Wednesday, November 21, 2007

YIKES! or The New Information Extraction

The term information extraction may be taking on a whole new meaning to the greater world than computational linguists would have it mean. As someone working in the field of NLP, I think of information extraction as in line with the Wikipedia definition:

information extraction (IE) is a type of information retrieval whose goal is to automatically extract structured information, i.e. categorized and contextually and semantically well-defined data from a certain domain, from unstructured machine-readable documents.

But my colleague pointed out a whole new meaning to me a couple weeks ago, the day after an episode of the NBC sitcom My Name Is Earl aired (11/1/2007: Our Other Cops Is On!).
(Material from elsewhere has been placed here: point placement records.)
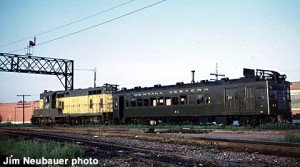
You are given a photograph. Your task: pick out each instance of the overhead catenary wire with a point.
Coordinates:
(68, 24)
(102, 23)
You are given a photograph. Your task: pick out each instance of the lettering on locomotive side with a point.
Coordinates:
(172, 92)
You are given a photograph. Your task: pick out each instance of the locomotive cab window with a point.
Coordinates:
(91, 103)
(175, 100)
(231, 93)
(140, 102)
(132, 103)
(126, 103)
(203, 99)
(160, 101)
(101, 103)
(183, 99)
(146, 102)
(260, 93)
(200, 99)
(168, 101)
(153, 101)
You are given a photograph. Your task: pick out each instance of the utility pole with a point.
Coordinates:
(217, 73)
(23, 107)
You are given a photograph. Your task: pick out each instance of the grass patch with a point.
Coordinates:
(9, 124)
(37, 149)
(292, 138)
(278, 126)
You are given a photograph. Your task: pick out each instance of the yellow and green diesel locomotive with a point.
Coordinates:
(78, 106)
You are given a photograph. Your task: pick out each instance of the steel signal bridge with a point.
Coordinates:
(62, 68)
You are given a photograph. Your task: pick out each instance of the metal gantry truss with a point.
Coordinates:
(62, 68)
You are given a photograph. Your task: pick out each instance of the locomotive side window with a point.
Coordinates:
(200, 99)
(160, 101)
(203, 99)
(175, 100)
(183, 99)
(140, 102)
(101, 103)
(273, 94)
(231, 93)
(116, 104)
(91, 103)
(132, 103)
(126, 103)
(153, 101)
(168, 101)
(260, 93)
(146, 102)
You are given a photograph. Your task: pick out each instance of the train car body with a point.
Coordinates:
(253, 99)
(80, 106)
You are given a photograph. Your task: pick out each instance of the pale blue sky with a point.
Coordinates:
(159, 45)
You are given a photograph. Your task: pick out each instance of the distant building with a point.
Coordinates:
(295, 97)
(13, 112)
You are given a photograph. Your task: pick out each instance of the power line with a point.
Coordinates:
(104, 11)
(102, 23)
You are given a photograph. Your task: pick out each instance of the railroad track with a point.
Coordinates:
(150, 156)
(153, 156)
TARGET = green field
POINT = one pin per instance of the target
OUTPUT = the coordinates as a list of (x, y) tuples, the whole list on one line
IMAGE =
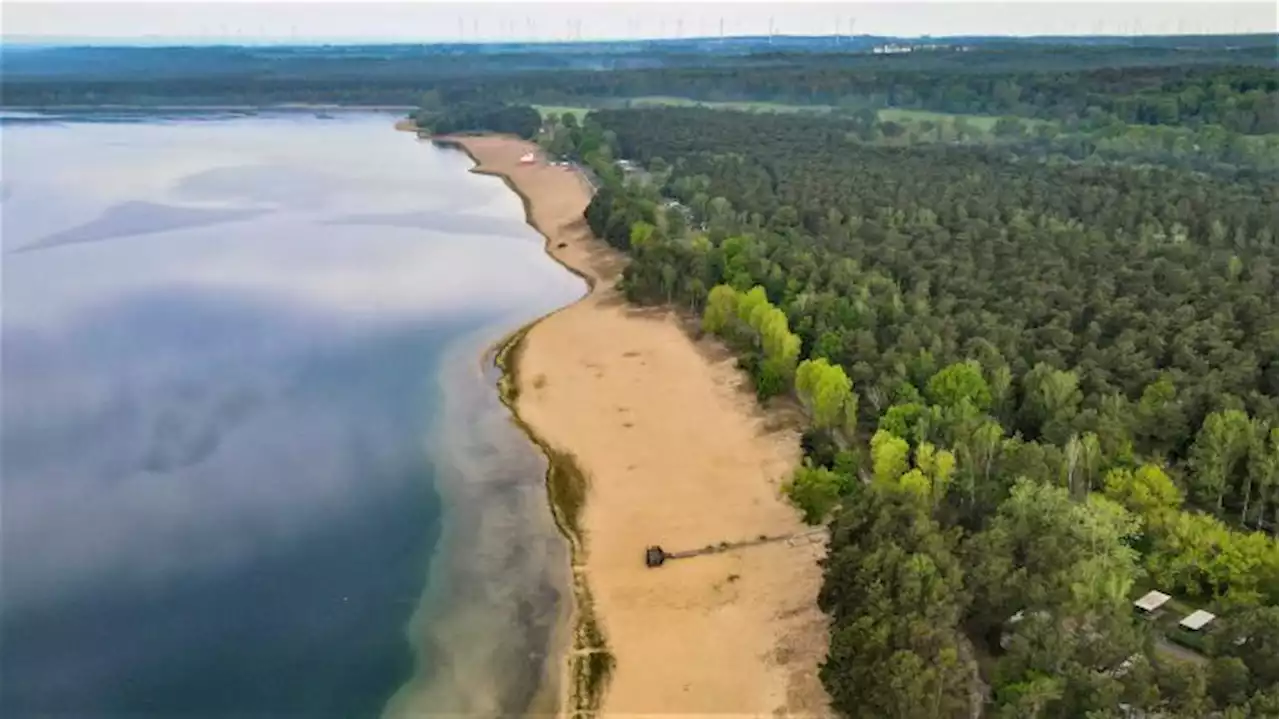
[(744, 106), (978, 122), (558, 110), (668, 101)]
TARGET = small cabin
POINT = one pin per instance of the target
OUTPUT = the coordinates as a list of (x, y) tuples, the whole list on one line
[(654, 557)]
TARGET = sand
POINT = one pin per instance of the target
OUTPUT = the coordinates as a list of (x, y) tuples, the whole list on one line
[(677, 453)]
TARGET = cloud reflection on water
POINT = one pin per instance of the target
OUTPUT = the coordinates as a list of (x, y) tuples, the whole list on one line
[(213, 433)]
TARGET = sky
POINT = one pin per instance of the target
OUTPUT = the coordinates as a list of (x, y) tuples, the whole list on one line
[(425, 21)]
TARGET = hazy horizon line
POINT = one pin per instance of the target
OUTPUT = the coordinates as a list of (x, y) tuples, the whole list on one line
[(280, 41)]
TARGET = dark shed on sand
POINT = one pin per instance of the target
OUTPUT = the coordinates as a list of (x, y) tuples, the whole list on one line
[(654, 557)]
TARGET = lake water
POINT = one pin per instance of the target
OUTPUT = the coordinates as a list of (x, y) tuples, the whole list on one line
[(252, 462)]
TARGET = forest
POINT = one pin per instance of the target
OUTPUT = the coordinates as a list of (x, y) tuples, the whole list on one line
[(1038, 384)]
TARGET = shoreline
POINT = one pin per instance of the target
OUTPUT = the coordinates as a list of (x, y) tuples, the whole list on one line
[(583, 678), (752, 614)]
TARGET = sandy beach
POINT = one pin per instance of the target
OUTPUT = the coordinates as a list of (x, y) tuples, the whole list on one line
[(677, 453)]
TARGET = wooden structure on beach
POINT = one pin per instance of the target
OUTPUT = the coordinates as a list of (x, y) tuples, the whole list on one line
[(656, 557)]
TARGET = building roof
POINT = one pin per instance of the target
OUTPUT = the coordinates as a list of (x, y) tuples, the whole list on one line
[(1151, 600), (1197, 619)]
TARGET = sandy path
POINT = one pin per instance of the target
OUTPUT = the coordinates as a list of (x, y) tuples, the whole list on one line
[(677, 454)]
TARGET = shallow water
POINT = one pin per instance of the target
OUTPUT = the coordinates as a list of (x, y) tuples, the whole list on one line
[(245, 418)]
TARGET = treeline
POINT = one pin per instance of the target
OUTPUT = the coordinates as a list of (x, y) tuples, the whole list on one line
[(520, 120), (1036, 389), (1238, 87), (1240, 99)]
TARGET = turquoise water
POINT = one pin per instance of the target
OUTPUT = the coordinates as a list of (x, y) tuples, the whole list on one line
[(252, 463)]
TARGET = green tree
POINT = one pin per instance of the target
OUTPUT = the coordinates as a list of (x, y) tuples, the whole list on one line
[(961, 381), (721, 310), (1220, 448)]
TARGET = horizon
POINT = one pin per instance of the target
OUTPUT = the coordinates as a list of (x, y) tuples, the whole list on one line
[(228, 22), (268, 41)]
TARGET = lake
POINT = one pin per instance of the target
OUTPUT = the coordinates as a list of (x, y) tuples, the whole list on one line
[(254, 461)]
Thanks to the wonders of The Internets, I managed to find a reference to the sitcom’s usage at TV

Information extraction in a post-9/11 world involves delving into the nether regions of suspected terrorists....
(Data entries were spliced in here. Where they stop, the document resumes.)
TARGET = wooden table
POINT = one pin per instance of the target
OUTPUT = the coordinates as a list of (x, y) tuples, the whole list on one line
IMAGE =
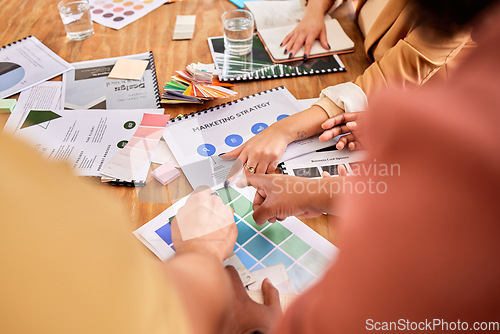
[(154, 33)]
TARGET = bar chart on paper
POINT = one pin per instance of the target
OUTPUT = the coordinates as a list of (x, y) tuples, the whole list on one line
[(304, 253)]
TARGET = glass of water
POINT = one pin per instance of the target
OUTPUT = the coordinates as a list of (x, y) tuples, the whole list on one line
[(238, 31), (76, 18)]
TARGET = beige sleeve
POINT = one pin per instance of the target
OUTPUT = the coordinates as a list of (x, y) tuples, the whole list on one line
[(412, 61), (70, 263)]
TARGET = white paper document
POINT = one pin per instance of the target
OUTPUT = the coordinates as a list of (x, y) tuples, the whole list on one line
[(311, 165), (198, 139), (88, 86), (46, 96), (87, 139)]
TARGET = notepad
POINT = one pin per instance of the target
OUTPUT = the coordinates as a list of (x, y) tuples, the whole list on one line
[(184, 27)]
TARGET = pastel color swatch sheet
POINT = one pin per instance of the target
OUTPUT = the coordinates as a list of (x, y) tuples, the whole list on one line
[(303, 252), (132, 162), (117, 14)]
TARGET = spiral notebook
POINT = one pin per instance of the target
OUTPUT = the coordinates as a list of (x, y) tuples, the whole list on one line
[(88, 86), (26, 63), (258, 65), (197, 139)]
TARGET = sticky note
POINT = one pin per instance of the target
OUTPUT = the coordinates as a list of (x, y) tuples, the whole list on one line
[(184, 27), (7, 105), (132, 69), (165, 174)]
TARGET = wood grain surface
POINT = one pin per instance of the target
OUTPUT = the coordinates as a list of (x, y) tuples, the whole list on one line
[(153, 32)]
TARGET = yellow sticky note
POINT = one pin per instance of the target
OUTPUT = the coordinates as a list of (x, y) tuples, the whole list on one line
[(7, 105), (128, 69)]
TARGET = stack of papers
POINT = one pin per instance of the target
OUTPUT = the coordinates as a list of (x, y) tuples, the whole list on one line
[(195, 84)]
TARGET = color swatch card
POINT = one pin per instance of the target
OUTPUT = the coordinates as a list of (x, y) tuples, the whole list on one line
[(7, 105), (86, 139), (132, 162), (26, 63), (117, 14), (304, 253)]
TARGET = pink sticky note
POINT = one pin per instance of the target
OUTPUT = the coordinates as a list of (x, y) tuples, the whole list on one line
[(165, 174)]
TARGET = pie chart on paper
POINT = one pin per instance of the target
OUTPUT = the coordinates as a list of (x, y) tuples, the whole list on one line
[(10, 75)]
In other words: TORTURE! The law of unintended consequences has brought the world of NLP and the so called War on Terror into sudden intersection (yes, there are "other" intersections... shhhhhhh, we don't talk about those). Perhaps the term IE is obsolete in CL anyway. Wikipedia described it as a subfield of IR. Manning & Schütze’s new book on the topic is called Introduction to Information Retrieval , not Introduction to Information Extraction. They define IR, on the link above, essentially as finding material that satisfies information needs (note: I'm not quoting directly because the book is not yet out).

Quibbling over names and labels of subfields is often entertaining, but it’s ultimately a fruitless endeavor. I defer to Manning & Schütze on all things NLP. Information Retrieval it is.